I’ve only once had to be rescued. After two failed attempts to get up a slope, I had the bright idea to try reversing up it. This was disastrous; Shrek simply slewed around and slid at alarming speed towards the river bank. Not in the mood for a swim, I abandoned Shrek, seeking assistance which was not immediately forthcoming.

I put blocks behind the back tyres and trekked home. The step counter on my watch celebrated this activity, although I was less ecstatic. I was accompanied by three sheepdogs and a spaniel who walked perfectly to heel despite the surprising amount of traffic in the country lane (thanks to yet another road closure diversionary route). Luckily the dogs sensed my anxiety and realised the necessity of behaving.

On the subject of swimming, I found an old family photo of us swimming in the stream that runs through our farm when sluice boards were used during the summer, days long gone. Not long ago I learnt from someone who works for the Environment Agency that although they continue taking water samples from the river, the agency is no longer responsible for sampling at water treatment/sewage works. I’m told this task is now done ‘in house’. I realise it’s probably a money saver, but forgive my scepticism. Is this really for the greater good of the environment and water users or shareholders?

Going slightly off-piste, but definitely a topical conversation in most households, is the scandalous happenings within the post office. It’s totally wrong and so sad that it took a drama series on TV to highlight the failure of the legal system to get to the truth.

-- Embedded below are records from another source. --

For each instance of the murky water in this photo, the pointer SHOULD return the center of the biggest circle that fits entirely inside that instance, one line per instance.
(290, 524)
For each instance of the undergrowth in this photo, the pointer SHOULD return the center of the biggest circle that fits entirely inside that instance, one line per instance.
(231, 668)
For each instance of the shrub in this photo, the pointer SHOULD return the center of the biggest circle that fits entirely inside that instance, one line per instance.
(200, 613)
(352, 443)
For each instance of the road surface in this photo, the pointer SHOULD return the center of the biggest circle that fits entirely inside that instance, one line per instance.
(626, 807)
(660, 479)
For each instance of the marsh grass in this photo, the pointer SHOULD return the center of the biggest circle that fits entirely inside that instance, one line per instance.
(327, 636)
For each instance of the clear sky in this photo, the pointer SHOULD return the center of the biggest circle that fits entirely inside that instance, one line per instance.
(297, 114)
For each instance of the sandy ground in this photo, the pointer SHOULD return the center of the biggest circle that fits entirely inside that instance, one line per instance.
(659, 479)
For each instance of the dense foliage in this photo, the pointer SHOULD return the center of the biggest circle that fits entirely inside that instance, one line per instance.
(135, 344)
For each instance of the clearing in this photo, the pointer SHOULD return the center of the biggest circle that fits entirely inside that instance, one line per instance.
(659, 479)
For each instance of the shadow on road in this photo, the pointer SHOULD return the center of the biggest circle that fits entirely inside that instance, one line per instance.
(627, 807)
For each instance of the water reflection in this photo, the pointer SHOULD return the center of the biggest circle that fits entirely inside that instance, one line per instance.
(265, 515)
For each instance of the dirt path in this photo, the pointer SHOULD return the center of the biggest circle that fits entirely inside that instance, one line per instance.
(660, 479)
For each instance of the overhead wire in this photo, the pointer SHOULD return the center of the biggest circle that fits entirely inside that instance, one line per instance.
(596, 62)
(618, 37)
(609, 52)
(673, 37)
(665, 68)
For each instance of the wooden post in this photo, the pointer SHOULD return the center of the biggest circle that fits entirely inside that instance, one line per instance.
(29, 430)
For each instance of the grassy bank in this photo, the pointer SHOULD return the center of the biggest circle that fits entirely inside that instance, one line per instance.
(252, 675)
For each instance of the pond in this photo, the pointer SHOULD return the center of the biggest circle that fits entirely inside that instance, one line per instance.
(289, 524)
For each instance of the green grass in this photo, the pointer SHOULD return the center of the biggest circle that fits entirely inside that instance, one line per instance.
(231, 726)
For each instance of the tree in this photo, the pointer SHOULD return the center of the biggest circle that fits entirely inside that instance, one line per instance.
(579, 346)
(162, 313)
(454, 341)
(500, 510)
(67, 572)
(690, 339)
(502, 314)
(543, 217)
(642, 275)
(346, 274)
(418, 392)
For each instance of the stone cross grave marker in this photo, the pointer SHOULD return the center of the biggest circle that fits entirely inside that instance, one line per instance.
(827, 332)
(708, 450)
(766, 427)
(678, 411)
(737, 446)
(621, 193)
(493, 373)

Is the justice system for the ordinary person in this country fit for purpose?

I was truly shocked to learn how innocent sub-postmasters/mistresses had their lives ruined by this miscarriage of justice. I hope those who profited from this debacle are ashamed of their greed.

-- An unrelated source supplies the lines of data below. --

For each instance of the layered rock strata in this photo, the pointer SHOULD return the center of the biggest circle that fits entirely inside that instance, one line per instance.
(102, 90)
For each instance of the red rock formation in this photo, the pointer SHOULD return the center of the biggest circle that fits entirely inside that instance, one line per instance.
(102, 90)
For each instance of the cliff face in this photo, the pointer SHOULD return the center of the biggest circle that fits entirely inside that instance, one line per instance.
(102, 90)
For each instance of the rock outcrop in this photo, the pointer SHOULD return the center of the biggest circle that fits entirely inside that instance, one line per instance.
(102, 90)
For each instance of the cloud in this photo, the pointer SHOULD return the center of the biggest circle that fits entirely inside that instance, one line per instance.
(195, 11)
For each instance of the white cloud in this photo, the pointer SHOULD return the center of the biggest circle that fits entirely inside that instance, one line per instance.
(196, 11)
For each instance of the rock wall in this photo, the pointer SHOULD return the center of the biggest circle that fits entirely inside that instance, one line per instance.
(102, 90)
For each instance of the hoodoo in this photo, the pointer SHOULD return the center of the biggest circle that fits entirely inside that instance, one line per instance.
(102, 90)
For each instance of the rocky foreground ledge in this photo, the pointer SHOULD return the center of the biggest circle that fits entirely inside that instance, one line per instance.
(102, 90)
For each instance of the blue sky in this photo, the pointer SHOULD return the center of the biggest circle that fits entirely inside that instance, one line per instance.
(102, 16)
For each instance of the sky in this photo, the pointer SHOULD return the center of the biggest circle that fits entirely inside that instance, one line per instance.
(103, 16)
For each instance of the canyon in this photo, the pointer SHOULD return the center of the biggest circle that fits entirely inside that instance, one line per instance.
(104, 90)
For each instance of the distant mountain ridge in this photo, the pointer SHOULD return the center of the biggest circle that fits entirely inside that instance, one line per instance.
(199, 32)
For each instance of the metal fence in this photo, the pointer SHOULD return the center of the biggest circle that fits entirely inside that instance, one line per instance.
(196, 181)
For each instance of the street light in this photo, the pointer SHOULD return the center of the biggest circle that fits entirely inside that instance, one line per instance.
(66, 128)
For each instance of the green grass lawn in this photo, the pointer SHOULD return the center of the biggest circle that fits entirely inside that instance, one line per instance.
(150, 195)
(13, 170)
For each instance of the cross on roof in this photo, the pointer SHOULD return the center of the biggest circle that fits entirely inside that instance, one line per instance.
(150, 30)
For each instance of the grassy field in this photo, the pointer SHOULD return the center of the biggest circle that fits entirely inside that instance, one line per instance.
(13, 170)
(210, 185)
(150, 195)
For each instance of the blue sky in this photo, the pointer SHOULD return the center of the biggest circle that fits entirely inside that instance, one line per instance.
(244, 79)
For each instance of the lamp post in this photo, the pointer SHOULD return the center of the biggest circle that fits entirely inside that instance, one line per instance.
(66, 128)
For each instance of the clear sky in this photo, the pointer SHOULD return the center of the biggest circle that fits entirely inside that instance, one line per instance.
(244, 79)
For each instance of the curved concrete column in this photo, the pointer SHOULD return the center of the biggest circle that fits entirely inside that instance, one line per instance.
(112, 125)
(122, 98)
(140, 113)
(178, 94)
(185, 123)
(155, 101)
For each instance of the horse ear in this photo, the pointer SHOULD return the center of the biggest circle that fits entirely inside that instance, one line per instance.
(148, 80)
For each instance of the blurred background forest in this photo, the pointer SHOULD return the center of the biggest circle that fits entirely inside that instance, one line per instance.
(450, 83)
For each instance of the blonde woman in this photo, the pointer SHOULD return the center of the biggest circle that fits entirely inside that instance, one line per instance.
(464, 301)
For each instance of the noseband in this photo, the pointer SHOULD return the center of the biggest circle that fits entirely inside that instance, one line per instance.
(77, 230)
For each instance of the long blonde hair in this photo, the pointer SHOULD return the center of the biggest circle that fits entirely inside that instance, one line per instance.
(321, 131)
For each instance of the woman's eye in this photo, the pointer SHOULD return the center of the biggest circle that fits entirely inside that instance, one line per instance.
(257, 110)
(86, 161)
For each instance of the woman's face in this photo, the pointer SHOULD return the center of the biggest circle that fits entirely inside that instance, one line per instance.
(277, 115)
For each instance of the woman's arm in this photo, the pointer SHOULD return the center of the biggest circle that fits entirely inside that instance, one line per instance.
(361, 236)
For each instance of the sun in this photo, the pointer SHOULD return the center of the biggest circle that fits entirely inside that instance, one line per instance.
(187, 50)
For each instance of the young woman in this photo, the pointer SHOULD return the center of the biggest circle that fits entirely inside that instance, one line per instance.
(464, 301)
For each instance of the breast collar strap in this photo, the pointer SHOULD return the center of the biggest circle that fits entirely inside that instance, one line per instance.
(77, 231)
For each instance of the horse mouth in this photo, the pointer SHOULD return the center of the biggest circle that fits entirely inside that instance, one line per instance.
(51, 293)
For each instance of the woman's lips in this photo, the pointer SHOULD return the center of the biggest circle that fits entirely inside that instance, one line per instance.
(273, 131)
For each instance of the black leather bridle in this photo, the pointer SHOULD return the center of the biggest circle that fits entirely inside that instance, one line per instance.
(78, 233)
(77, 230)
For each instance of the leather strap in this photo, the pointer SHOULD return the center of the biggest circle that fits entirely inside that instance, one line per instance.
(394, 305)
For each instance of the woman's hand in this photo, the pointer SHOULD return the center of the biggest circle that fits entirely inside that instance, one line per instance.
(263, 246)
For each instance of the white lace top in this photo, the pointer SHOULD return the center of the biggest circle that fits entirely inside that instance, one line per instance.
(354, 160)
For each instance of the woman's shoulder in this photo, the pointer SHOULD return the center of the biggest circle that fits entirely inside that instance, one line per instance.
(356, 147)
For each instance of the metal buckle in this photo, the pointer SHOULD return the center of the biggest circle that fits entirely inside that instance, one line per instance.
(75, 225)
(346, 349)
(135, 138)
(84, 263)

In the media Jeremy Clarkson shares his thoughts on farming with the urban population, his latest conclusion being that it is not possible to make a living wage from farming. He claims he’s ‘screwed’ on Diddly Squat Farm. He points out that this is not exclusively a UK problem and that European farmers have been demonstrating, with protests being held in Belgium, the Netherlands and Germany. Strangely no mention of the French farmers protesting which I thought unusual. I look forward to seeing the next Clarkson’s Farm series.

I understand that Kaleb Cooper has done a rap about his dislike of sheep; it’s entitled
I can’t stand sheep, and any profit will go to the Royal Agricultural Benevolent Institution. The RABI aims to provide financial guidance and practical care for those within the farming community so that no one faces adversity alone. Well done Kaleb for choosing to support the RABI, but really, did you have to pick on sheep? I feel sheep are unjustly maligned, I rather like them and am wondering if a positive sheep rap might be in order.

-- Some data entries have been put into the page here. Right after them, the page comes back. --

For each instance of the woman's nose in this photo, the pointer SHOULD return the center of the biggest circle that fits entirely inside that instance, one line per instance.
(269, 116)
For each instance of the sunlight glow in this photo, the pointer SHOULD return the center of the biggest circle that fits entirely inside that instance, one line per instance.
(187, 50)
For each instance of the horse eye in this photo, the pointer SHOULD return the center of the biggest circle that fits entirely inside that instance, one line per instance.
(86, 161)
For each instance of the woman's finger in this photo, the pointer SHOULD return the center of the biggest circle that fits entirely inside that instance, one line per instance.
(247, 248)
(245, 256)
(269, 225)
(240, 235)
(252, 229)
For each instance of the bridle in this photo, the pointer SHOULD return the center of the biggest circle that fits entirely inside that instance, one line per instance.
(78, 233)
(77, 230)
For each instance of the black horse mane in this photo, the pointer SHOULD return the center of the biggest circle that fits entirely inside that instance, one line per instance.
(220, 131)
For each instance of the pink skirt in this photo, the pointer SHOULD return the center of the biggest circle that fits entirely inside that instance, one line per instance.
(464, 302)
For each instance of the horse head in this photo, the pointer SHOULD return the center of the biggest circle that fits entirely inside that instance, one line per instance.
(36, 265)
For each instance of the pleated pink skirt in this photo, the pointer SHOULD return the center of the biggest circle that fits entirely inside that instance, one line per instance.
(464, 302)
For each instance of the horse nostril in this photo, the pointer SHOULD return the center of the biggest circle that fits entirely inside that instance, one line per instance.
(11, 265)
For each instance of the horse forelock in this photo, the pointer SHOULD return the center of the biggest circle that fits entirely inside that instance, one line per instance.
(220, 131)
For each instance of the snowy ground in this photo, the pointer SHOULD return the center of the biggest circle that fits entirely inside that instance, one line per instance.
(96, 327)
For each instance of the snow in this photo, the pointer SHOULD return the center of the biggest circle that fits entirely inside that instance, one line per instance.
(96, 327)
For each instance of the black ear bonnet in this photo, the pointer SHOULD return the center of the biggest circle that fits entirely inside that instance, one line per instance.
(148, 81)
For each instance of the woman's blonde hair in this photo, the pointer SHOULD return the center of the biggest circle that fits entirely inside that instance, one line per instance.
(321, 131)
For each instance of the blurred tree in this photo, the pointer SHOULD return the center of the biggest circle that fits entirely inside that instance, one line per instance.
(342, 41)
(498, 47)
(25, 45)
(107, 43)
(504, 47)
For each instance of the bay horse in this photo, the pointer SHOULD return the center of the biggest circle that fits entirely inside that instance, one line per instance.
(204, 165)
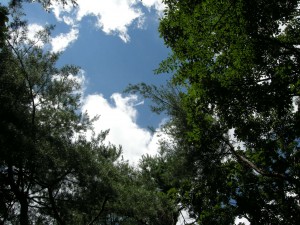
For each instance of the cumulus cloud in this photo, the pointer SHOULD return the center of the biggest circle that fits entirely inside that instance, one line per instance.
(62, 41)
(241, 220)
(113, 16)
(119, 116)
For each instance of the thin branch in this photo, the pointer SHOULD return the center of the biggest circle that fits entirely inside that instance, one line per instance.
(257, 169)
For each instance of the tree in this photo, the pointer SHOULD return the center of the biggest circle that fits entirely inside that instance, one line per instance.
(50, 171)
(236, 120)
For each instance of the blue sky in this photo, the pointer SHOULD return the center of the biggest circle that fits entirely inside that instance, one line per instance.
(116, 43)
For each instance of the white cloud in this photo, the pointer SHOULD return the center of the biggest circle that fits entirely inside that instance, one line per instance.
(158, 5)
(62, 41)
(119, 116)
(113, 16)
(241, 220)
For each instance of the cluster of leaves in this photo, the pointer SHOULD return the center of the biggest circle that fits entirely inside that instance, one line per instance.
(50, 172)
(233, 105)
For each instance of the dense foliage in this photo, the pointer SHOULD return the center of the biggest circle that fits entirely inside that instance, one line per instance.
(233, 105)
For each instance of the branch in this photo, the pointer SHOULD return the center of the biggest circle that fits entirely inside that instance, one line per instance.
(241, 158)
(52, 202)
(100, 212)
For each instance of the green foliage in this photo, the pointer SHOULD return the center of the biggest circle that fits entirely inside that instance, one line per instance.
(234, 124)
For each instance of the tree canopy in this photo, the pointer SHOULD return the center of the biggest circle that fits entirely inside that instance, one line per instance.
(51, 172)
(234, 118)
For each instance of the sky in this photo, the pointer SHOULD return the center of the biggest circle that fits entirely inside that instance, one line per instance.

I don’t usually watch Countryfile because I end up feeling annoyed, but I enjoyed the positive spin highlighting female auctioneers. I hope we see more markets embracing this new trend; it wouldn’t do for male auctioneers to get complacent.

I’m disappointed that I can no longer look up individual auction marts prices on the Agriculture and Horticulture Development Board (AHDB) website. It was quick and easy, with prices available on the evening of sale day. This was a useful guide if I wanted to take animals to market the next day. Getting this same information from the Livestock Auctioneers Association seems to be slower to access, unless you want to pay a monthly fee.

I’m told that the Government is keen to encourage people of a certain age to downsize. I’m not inclined to move out of our farmhouse anytime soon, but I have downsized my chainsaw to a small electric one; so light and handy to use. It’s brilliant, especially as we’re increasingly experiencing high winds that damage trees. I’ve kept my heavy two-stroke monster for the big jobs.

Our children bought us theatre tickets for Christmas, to see The world according to Kaleb in Eastbourne. It could prove entertaining; update to follow.

As South East Farmer was about to go to press, The Times reported that the Environment Agency would be taking over responsibility for monitoring how well private companies met their targets, rather than the companies themselves.